The other part of the picture that I pondered over was the amazing reflection in the river. The river was moving but calm, looking so flat it was if it had just been ironed, with all the creases removed.
I stood and looked for a few minutes, listening to the birds, smelling the air with the range of ‘notes’ of a different kind that it carried.
It is a river that at times is coloured by the silt after a storm, strong ripples when the wind is blowing; frequently disturbed by boats of varying sizes moving about, a duck or swan floating along, or landing or taking off. Even the odd fish surfacing to capture a tasty morsel.
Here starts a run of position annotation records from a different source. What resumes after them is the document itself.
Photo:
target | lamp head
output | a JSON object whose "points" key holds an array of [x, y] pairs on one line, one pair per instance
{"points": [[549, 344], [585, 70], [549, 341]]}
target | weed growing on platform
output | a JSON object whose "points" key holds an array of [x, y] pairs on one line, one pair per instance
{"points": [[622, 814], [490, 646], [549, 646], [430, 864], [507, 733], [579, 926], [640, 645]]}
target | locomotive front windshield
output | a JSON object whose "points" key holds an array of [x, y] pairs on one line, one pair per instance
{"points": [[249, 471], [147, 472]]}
As I walked on my mind had been caught with the clarity of the reflection; so calm one could enjoy the full impact in the mirror-like surface, seeing and enjoying the colours in duplicate. A greater impact being made, one I am sure many artists would love to sit and create in such a perfect setting.
Yet when one often looks at other people the main picture will be noticed, but seldom is a reflection cast; even if there is, little detail can be seen. This is true of our perception of the person. Too often there is ‘noise’ to disturb the way we see the other person. Often tainted by own bias.
I have been running some workshops and one of the pictures I use was created in 1911. Published in a magazine called Punch, no longer in print. Around the time this picture was created many others of the type were created too. There was an interest in pictures that could be drawn and seen in more than one way. The picture I was using shows an image that can be interpreted as both and young lady and an old lady.
For those who have seen the picture before there is a personal preferred way of seeing the image – the young or the old lady seen first. For those who have not seen the image before there is always a mix in the room where some see the old, and some see the young, but cannot see the other. It takes some time before people start to see both…albeit in some situations it has taken a considerable time to spot both.
Coming back to the reflection in the picture, in the river – it struck me that as much as I like to observe, with people development at the core of what I do, I am sure, at times, I am hugely absent from recognising all that can be seen, all that someone has to offer. My own bias playing a role in the distraction.
That left me remembering one of the elements of the Japanese approach to life, and their term Ikigai, the aim of leading a meaningful life, a life with purpose: walk slowly and you will go far. For in walking more slowly more is seen, more is appreciated. And in truth, like the story of the hare and the tortoise, often getting to the destination far more quickly. Critically, with greater perspective and less bias than our initial perception.
More has surfaced in our minds eye, just like on this day, more had surfaced by enjoying and noticing the refection in the river.
A valuable reminder to look and look again – yet how often do I take the time; how often do you take the time?